5 Design tip for creating killer app

Date : Oct 01, 2020
Brainvire was a proud part of Imagine 2016

The drawing board with these applications design tips.

This strong quote points to the significance of a good user experience and user interface. It will literally make or break your application. Even though some of seem obvious, there are plenty of bad applications out there that prove the opposite. Stand out with an application that is both gorgeous on the inside and out.

1. Apply the rules of interaction design

Even though the screen is a lot smaller the rules of great interaction design still apply. Interaction design is an important component within the giant umbrella of professional user (UX) design. According to Design Mode, “Interaction design is a process in which designers focus on build to engaging website interfaces with logical and thought out behaviors and actions. Successful interactive design uses technology and principles of good communication to build desired user experiences.” So when you start building your application keep the Five Pillars of Interaction Design in mind:

•   Goal-driven design: User research like interviews and surveys helps you design for the right user.

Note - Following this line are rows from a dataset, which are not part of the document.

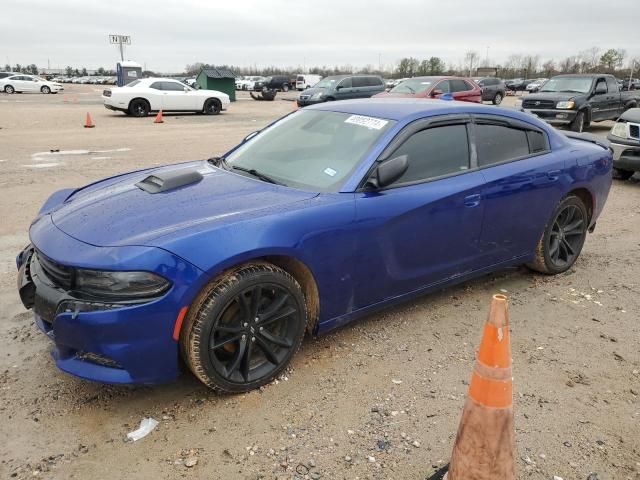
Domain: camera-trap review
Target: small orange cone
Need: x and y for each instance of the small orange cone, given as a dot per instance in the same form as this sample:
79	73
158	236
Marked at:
485	444
159	118
88	123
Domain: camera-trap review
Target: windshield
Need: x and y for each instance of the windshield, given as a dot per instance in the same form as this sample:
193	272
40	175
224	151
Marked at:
326	148
413	85
327	82
568	84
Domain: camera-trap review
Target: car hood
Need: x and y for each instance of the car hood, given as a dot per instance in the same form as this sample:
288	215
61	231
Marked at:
555	96
116	212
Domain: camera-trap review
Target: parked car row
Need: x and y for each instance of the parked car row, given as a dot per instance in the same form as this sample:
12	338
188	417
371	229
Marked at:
576	100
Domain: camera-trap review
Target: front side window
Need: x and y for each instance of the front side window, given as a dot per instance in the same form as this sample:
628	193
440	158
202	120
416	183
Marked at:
444	86
173	86
435	152
360	82
498	143
346	83
328	146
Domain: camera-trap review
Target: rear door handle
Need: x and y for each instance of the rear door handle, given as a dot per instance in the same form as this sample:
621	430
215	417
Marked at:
554	175
472	200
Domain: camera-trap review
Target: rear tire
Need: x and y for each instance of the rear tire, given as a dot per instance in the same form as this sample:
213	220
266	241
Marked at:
578	123
563	237
620	174
139	108
244	327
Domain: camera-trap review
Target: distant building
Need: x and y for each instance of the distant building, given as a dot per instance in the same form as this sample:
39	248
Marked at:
221	79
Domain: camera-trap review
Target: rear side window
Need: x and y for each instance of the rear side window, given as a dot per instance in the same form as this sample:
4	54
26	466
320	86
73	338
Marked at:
498	143
360	82
537	141
459	86
435	152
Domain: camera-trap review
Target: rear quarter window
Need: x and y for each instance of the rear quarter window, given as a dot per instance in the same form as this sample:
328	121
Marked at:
498	143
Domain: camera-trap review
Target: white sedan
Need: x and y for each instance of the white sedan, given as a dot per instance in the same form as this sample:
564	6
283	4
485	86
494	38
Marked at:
141	97
23	83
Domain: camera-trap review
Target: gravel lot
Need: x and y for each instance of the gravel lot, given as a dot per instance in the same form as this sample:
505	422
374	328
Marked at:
379	399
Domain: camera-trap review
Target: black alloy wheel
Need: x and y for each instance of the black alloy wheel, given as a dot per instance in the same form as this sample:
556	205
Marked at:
563	238
245	328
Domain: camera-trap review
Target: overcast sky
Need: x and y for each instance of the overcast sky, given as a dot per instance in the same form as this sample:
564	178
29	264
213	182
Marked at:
167	35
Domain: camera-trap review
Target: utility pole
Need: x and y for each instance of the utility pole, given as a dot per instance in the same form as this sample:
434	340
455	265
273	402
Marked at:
120	40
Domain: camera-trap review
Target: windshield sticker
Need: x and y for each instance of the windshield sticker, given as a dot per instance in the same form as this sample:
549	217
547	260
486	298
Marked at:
369	122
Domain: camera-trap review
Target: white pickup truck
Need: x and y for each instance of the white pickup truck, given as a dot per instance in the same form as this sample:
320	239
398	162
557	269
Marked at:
143	96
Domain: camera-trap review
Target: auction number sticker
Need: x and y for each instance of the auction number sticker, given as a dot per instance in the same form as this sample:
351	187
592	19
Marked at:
369	122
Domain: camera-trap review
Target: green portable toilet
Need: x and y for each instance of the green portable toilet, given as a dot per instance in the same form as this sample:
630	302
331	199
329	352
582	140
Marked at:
221	79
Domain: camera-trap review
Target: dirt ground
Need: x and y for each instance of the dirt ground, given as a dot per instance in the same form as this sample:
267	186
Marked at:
378	399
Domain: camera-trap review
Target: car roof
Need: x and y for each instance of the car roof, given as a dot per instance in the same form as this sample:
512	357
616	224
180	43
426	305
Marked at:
408	109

Uncover personas and user scenarios to build a complete picture of the experience with your application, as it will allow you to tailor your applications workflow to suit user’s needs.

•   Usability: If anything, your application needs to be easy to use. “Usability makes a product useful which is the first step in being desirable” says the next website.

•   Affordance & signifiers: The affordance is the function; the signifier hints at the affordance. For instance, blue, underlined text (signifier) indicates that it is “clickable” and will take you to a linked page (affordance). Signifiers need to be user correctly, so users don’t need to think about what each UI element does.

•   Learnability: Users should be able to intuitively navigate your application. Using familiar mobile patterns will help (latest) users acclimate to a (latest) application -- more on this later in the article.

•   Feedback & response time: Feedback lets a user know if an action was completed, whether through sound, image or text. This feedback needs to happen in a timely manner, as well as be user-friendly.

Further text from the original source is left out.